Dogecoin price is stabilizing near $0.11 after a sharp sell-off, with a developing swing failure pattern hinting that a short-term relief bounce may be forming. DOGE rejected from $0.12 and rotated down to the $0.11 swing low. Wicks below support suggest a swing failure pattern and liquidity sweep. Holding above $0.11 opens the path for a relief bounce toward $0.12.

Dogecoin price is showing early signs of stabilization following a corrective move that unfolded after price was rejected from the $0.12 high-time-frame resistance. The rejection marked a shift in short-term momentum, with DOGE losing both the point of control and the value area low, accelerating downside pressure. Price has since rotated directly into the $0.11 swing low, a zone where historical demand has previously emerged. This behavior is drawing attention to a potential swing failure pattern (SFP) a setup that often precedes short-term reversals when confirmed by price acceptance and improving demand.

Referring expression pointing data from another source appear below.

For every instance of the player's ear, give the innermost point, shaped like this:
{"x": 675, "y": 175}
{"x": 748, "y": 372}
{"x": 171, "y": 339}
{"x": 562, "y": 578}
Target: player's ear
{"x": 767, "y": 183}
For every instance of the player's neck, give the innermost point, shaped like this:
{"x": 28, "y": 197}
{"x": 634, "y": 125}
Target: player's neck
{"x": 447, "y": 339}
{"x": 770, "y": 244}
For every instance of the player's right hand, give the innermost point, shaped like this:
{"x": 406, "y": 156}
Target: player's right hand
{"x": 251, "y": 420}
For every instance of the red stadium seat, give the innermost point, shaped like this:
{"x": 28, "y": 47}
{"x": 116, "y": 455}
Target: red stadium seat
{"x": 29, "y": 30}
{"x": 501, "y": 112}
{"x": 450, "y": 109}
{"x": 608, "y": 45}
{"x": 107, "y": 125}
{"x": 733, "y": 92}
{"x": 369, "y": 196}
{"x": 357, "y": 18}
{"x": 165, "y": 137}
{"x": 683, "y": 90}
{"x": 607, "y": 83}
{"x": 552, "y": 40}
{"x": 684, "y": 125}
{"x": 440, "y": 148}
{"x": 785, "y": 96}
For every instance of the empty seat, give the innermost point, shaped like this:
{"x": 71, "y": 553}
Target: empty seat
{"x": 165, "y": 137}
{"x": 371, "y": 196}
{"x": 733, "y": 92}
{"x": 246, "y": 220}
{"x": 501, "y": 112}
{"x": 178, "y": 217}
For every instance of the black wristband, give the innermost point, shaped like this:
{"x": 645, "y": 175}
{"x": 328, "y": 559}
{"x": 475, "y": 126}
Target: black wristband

A swing failure pattern occurs when price briefly moves below a key swing low (or above a swing high) but fails to sustain acceptance beyond that level. In Dogecoin’s case, wicks below the $0.11 swing low suggest that sell-side liquidity was taken, but follow-through has been limited. Holding above the swing low on candle closes is an important early signal. This does not confirm a trend reversal on its own, but it does increase the probability of a short-term relief bounce, particularly if bullish volume begins to expand from this region.